- Born: Edith Jane Miller February 26, 1875? Rothsay, Ontario
- Died: June 18, 1936 (aged 61) Gravesend, Kent, England
- Spouse: Max Colyer-Fergusson (m. 1913)

= Edith Jane Miller =

Canadian concert singer

Edith Jane Miller (born February 26, 1875? – June 18, 1936) was a Canadian concert contralto singer. Miller's performances ranged from classical arias to French-Canadian folksongs. She also frequently appeared in oratorios and made rare appearances in operas.

== Biography ==
Edith Jane Miller was born on February 26, 1875? in Rothsay near Guelph, Ontario, Canada to Anna M. Brown and William White Miller. In 1877, she moved with her parents to Portage la Prairie, Manitoba.

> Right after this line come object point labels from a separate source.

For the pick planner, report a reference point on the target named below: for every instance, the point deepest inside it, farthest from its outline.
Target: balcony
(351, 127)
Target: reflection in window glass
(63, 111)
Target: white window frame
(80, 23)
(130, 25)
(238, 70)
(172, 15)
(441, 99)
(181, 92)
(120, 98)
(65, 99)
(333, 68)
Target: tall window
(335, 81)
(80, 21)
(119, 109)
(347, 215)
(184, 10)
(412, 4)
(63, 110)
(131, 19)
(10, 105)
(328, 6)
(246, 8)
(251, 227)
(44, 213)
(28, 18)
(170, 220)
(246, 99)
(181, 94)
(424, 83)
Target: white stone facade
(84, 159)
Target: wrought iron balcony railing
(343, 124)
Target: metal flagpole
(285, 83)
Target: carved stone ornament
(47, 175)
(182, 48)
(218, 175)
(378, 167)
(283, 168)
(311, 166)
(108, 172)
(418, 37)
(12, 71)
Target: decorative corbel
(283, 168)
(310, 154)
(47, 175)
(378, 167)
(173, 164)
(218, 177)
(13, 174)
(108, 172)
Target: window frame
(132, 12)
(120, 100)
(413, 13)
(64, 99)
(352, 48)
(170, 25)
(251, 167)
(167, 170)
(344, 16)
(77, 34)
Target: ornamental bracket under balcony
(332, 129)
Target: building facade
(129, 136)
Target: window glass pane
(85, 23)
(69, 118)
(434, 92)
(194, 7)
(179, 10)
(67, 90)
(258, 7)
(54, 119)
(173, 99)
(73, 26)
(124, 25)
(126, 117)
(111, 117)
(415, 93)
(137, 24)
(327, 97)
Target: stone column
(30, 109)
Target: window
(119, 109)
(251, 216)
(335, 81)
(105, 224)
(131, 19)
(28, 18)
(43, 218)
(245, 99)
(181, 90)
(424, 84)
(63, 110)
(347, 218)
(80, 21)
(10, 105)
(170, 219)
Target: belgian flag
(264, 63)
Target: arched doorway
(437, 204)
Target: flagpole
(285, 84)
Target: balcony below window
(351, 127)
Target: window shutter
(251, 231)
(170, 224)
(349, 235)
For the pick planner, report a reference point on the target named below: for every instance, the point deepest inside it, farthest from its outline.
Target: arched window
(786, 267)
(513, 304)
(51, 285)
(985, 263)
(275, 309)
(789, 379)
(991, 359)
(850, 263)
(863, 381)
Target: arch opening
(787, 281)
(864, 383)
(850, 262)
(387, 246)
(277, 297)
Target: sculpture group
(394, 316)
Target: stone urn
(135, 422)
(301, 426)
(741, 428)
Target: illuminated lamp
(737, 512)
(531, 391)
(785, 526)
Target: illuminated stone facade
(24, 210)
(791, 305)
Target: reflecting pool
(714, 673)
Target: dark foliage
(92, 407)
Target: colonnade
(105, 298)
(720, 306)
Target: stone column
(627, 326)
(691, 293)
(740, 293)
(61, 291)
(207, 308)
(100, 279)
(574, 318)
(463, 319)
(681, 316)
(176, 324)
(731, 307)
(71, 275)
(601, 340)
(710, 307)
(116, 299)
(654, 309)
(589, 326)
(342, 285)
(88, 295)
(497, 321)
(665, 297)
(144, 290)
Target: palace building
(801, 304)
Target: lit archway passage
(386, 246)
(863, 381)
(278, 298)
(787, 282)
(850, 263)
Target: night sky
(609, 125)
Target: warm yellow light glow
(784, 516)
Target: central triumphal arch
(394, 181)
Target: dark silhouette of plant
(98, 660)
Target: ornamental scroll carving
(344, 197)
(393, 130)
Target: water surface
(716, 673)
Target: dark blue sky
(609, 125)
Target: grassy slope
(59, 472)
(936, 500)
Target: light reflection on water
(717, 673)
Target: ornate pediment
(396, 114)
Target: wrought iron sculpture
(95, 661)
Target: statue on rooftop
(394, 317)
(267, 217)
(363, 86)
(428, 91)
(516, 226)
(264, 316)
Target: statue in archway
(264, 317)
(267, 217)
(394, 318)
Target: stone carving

Miller did vocal studies with Francesco D'Auria at the University of Toronto, taught at the Winnipeg Conservatory of Music, and later studied with Alberto Randegger in London, England and with Jean de Reszke in Paris, France. She would later make her debut at Massey Hall as a contralto.

Throughout the 1890s, Miller was active in music circles in Ontario and was a soloist in 1898 at St. Bartholomew's Episcopal Church in New York City. She was also a soloist in several early performances of Edward Elgar's The Dream of Gerontious and The Kingdom. After Miller's first concert in London in 1905, she became one of the most admired concert contralto singers in England. In 1909, she was described by the Toronto Daily Star as "one of the great concert singers of the day". Also in 1909, Miller performed a recital at the Walker Theatre (now Burton Cummings Theatre) in Winnipeg in front of 3,500 people, which became the social event of the year. In 1911, she represented Canada at the Imperial Festival Canadian concert at The Crystal Palace in London.

In July 1913, Miller married Max Colyer-Fergusson and in the same week, she appeared in a grand opera for the first time, singing as Gilda in Giuseppe Verdi's Rigoletto. She subsequently disappeared from the spotlight and retired from singing in 1917 following the birth of her first and only child.

Miller died on June 18, 1936, in Gravesend, Kent, England and was also buried in Gravesend. The Times of London said of her death: "Her success was due not only to the sweetness, purity, and power of her voice, but to her sensitive interpretation and phrasing, intelligence and good taste."